The AI investment cycle is not confined to software. It runs through foundries, memory chips, industrial automation and power infrastructure. Those supply chains sit across Asia and parts of Europe.
Once earnings growth begins to reflect that reality, capital follows, and the AI story is now global.
China and the currency signal
China’s return to investor attention in 2025 and early 2026 has been unusually coordinated.
Chinese equities listed in Hong Kong rose more than 22% last year, while the yuan strengthened over 4% against the dollar, the first time stocks and currency rallied together since 2017.
Forward valuations remain low at around 11 times earnings, even as earnings growth forecasts climb toward the mid-teens for 2026 and 2027.
Several global banks now expect further yuan strength, with forecasts clustered between 6.5 and 6.8 per dollar.
A firmer currency improves dollar-based equity returns and reinforces capital inflows.
At the same time, China’s export performance, stable banking system and renewed focus on advanced manufacturing have softened concerns about the economy’s weaker areas.
Property and consumption remain problems, although they are no longer the only lens through which investors view the market.
The dollar and the next phase of the cycle
The US dollar fell roughly 9% in 2025, its worst year since 2017. Historically, sustained periods of international equity outperformance have aligned with multi year dollar down cycles.
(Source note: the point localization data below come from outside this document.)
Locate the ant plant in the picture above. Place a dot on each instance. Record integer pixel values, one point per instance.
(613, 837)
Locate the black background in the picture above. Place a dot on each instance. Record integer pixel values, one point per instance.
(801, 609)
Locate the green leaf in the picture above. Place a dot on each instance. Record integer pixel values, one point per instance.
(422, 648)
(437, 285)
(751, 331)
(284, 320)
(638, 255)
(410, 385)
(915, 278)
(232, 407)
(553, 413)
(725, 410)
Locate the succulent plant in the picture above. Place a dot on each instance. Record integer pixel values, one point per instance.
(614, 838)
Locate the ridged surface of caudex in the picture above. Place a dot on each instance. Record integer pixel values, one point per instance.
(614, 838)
The dollar enjoyed a 13-year bull run supported by higher growth, tighter policy and capital inflows.
Those supports are no longer as strong. US debt levels are higher, growth gaps are narrowing, and rate differentials are less clear.
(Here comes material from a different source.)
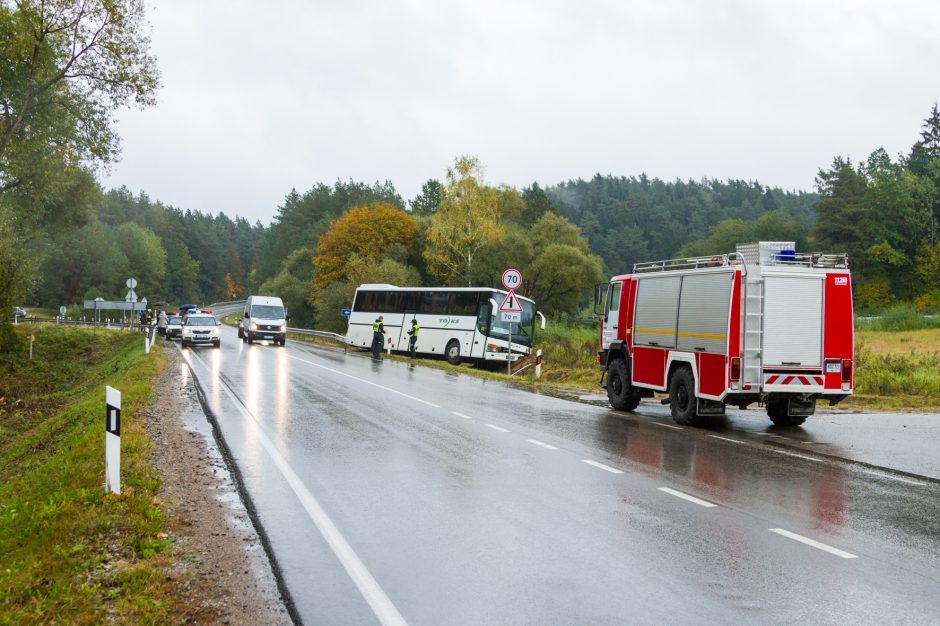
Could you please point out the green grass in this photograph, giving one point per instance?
(71, 553)
(898, 318)
(897, 369)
Even a stable dollar changes the arithmetic. International returns no longer need heroic assumptions to compete with US assets.
They only need earnings growth and reasonable valuations.
The emerging picture is not a rejection of US markets. It is a return to balance.
Earnings growth is spreading, leadership is rotating, and capital is rediscovering alternatives that were ignored for years.
For investors who spent a decade watching everything converge into one trade, that may be the most important change of all.